Sanık Çamur, darbe girişiminin ardından idari tahkikat kapsamında doldurdukları 10 soruluk tutanağa ilişkin "Fazla detaya girmeyin, genel yazın" dediği yönündeki beyanını da kabul etmedi.

Çamur, ifadelerden İlhami Polat'ın ismini çıkardığı iddiasını da reddetti.

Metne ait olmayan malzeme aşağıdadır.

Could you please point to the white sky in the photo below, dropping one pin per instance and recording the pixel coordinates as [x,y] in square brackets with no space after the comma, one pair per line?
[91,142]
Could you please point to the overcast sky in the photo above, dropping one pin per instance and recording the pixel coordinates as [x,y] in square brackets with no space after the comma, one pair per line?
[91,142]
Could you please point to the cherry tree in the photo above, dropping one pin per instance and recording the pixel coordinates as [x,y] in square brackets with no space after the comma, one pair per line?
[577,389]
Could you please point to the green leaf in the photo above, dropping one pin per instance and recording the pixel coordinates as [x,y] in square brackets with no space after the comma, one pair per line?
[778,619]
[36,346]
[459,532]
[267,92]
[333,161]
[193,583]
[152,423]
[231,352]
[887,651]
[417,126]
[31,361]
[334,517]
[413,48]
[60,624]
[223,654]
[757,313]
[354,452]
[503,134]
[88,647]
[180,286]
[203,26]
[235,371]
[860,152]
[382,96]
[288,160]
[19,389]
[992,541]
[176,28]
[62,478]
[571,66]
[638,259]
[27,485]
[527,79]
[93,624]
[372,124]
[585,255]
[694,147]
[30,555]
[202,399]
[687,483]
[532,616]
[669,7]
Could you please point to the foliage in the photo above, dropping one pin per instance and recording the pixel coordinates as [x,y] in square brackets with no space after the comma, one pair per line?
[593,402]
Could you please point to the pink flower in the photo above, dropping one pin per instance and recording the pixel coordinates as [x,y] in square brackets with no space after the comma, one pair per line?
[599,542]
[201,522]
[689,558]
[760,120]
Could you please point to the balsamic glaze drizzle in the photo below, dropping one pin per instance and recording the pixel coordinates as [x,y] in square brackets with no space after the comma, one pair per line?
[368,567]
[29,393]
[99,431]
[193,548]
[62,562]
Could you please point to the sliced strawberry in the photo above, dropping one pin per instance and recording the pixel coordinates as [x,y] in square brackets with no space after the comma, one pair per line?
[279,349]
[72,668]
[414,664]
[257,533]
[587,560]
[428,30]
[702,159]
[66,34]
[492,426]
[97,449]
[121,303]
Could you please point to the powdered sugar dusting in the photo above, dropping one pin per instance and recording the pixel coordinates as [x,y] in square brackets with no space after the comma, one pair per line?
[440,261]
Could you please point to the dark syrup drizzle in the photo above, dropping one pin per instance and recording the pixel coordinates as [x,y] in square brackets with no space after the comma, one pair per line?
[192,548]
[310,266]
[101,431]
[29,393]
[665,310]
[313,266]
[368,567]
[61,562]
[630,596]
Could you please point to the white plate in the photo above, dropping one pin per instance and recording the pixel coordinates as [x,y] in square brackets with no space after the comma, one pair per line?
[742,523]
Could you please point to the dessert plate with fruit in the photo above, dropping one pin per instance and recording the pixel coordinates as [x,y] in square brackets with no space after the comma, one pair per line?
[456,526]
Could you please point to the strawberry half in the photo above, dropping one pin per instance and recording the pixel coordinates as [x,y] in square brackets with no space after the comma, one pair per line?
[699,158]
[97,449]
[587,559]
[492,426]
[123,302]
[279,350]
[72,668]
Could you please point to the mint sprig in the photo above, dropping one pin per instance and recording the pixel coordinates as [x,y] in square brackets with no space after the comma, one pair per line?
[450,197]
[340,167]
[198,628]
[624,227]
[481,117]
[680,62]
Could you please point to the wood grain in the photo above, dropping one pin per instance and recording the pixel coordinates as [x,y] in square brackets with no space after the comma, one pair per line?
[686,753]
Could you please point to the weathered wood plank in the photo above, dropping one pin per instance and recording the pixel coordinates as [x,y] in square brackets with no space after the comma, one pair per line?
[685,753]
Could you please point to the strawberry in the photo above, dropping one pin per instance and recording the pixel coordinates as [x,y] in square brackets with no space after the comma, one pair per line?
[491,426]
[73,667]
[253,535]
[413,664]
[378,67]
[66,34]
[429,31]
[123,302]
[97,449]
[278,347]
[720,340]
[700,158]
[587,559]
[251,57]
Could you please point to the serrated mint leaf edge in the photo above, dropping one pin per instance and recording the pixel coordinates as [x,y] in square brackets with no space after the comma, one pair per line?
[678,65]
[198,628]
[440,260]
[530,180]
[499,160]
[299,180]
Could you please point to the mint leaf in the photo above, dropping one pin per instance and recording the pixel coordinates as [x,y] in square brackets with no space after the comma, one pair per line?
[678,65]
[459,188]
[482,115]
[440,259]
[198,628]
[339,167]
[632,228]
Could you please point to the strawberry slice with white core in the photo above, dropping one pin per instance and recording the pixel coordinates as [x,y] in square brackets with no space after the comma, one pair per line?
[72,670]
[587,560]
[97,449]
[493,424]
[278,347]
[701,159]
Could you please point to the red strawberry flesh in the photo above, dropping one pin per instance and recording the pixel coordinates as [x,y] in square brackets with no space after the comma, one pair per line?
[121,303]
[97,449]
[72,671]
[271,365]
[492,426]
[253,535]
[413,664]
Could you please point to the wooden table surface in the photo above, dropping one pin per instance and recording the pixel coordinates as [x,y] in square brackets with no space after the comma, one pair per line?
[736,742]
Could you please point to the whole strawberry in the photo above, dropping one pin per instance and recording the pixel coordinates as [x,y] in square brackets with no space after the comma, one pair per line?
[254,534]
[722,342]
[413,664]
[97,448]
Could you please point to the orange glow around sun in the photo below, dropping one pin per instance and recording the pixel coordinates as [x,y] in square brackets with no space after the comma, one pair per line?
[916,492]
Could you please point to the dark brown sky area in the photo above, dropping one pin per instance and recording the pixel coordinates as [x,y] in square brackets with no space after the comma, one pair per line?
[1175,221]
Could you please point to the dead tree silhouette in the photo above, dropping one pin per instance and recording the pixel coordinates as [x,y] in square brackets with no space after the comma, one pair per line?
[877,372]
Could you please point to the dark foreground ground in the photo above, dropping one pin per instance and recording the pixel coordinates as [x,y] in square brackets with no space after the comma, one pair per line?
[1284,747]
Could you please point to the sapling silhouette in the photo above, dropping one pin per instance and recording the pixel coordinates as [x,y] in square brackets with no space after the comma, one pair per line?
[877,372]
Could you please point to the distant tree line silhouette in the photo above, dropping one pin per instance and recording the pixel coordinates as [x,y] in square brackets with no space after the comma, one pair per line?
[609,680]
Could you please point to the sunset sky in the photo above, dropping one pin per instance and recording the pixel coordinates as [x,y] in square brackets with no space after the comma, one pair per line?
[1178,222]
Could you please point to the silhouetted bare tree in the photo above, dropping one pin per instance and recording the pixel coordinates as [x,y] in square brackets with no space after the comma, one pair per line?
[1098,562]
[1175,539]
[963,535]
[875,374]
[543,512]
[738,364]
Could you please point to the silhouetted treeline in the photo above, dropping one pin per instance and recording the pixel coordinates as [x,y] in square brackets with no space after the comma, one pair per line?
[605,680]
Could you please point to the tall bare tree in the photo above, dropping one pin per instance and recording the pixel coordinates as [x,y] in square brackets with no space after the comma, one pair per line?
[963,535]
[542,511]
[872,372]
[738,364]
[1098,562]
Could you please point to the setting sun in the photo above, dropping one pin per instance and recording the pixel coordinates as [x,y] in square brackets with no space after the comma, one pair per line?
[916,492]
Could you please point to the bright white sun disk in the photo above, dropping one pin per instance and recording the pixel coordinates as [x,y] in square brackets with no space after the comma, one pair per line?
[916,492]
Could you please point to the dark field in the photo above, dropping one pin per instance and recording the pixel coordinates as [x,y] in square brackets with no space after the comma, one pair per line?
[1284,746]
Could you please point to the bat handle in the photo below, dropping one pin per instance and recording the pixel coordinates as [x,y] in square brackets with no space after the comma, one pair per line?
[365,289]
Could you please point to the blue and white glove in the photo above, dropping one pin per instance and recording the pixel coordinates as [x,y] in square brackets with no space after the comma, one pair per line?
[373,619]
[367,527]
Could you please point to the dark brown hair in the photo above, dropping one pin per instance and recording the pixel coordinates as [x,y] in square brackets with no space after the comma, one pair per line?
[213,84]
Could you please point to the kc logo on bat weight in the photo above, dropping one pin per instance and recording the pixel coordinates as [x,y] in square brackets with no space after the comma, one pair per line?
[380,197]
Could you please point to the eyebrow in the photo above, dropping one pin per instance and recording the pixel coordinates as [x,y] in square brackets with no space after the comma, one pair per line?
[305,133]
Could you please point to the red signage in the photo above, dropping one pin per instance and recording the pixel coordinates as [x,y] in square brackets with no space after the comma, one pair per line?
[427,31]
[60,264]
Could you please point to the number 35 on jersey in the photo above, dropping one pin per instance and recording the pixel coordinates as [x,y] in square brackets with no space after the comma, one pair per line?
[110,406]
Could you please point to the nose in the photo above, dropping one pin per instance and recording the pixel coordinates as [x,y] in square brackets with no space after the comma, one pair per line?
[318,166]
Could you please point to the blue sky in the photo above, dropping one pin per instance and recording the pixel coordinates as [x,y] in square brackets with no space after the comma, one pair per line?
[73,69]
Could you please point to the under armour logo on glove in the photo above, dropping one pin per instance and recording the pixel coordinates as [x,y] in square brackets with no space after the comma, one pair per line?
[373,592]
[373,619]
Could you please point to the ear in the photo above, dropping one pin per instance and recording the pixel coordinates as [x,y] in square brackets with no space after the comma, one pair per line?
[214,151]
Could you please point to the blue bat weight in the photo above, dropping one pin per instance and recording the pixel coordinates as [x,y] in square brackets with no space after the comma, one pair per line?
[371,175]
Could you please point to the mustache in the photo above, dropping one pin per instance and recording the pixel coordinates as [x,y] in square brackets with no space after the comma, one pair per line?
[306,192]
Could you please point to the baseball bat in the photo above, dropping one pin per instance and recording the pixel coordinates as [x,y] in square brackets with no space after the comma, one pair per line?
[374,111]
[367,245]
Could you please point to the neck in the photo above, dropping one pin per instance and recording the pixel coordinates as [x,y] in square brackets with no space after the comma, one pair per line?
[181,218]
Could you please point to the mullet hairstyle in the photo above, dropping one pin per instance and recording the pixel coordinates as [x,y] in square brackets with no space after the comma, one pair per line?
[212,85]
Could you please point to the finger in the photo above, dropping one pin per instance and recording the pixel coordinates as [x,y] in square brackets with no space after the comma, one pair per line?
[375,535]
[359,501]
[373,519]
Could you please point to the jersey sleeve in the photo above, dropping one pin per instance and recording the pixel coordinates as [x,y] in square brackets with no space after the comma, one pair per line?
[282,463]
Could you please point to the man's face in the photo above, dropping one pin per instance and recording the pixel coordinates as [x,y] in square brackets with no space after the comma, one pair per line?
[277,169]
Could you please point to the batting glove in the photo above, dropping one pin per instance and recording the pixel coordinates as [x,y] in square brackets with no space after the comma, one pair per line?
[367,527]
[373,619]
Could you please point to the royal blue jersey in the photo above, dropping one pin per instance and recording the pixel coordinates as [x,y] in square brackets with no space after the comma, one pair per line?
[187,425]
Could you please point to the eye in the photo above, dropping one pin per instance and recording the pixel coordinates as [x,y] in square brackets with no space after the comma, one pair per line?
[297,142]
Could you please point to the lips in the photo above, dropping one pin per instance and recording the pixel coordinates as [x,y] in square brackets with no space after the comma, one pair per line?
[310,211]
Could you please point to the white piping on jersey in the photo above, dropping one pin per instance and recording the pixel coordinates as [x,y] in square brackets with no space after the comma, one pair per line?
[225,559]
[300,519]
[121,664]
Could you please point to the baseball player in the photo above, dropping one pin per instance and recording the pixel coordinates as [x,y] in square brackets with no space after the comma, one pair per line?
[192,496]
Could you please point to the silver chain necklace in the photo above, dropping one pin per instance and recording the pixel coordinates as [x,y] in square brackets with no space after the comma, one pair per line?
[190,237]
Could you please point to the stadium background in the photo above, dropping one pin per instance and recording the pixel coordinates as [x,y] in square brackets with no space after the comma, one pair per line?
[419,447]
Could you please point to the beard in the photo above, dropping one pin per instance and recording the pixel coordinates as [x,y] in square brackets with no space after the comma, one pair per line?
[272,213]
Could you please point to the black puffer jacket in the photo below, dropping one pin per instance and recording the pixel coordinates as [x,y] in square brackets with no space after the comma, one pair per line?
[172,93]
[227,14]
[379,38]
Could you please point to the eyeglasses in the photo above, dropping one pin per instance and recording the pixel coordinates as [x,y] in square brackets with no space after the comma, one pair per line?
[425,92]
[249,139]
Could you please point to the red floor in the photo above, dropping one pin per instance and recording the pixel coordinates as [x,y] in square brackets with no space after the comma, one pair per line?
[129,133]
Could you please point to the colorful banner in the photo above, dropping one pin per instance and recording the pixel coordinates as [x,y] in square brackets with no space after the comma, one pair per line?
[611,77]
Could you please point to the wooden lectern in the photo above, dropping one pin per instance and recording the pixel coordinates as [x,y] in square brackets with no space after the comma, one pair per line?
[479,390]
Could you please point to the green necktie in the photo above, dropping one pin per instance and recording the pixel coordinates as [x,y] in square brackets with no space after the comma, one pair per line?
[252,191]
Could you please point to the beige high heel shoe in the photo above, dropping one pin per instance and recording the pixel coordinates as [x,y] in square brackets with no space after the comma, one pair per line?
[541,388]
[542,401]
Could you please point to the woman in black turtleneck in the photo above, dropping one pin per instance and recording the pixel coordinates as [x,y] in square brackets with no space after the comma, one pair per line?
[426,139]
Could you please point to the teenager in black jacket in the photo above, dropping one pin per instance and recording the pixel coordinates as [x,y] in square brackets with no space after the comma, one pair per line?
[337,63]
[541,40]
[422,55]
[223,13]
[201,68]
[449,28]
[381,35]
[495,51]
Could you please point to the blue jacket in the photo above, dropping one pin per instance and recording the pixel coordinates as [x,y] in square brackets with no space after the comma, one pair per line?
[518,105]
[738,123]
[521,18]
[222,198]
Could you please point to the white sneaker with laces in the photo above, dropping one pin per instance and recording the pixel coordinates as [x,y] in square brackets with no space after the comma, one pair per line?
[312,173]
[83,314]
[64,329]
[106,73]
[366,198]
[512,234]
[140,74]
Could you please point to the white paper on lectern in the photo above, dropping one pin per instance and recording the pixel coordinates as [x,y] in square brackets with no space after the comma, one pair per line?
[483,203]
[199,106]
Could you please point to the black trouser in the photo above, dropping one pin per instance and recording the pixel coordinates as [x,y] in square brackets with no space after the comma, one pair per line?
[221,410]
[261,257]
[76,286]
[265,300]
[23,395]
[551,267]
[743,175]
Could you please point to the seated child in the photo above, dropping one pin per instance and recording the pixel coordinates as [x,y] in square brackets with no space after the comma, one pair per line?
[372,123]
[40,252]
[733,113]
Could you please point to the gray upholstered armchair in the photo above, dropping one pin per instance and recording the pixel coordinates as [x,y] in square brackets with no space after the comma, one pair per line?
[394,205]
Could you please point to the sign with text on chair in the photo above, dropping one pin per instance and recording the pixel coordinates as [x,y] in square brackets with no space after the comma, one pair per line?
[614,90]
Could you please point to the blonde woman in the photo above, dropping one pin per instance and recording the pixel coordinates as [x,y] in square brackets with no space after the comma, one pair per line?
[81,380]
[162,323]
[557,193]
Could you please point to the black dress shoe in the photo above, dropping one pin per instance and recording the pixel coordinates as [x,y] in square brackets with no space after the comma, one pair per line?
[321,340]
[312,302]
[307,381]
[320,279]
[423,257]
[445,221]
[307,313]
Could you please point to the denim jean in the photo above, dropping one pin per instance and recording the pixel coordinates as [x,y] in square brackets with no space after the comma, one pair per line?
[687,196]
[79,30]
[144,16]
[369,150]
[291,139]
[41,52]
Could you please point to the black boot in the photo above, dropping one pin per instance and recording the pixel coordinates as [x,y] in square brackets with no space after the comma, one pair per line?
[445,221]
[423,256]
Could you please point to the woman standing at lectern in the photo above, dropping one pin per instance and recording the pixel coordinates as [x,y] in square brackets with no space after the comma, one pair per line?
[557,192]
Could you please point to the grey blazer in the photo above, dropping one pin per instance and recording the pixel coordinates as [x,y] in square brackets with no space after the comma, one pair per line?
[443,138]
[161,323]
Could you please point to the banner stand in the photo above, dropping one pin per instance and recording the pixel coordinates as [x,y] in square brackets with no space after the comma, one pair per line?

"İdari şube müdürü olduğum için hukuka uygun emirleri personele ilettim. Hukuka aykırı hiçbir emri yerine getirmedim. Dekanlık personeline zarar gelmemesi için gayret gösterdim. Kesinlikle FETÖ üyesi ve darbeci değilim." diyen Çamur, tahliye ve beraatini istedi.

Çamur, çapraz sorgu sırasında mahkeme başkanının, "Aynı WhatsApp grubuna Kerim Acar da üye. O da bunu yazabilir. Personeli direkt emirle mesaiye çağırabilir. Sen neden bunu yazdın?" sorusuna karşılık, "Emrin ivedi olması durumu söz konusu. Tüm personele iletilmesi için ben yazdım." dedi.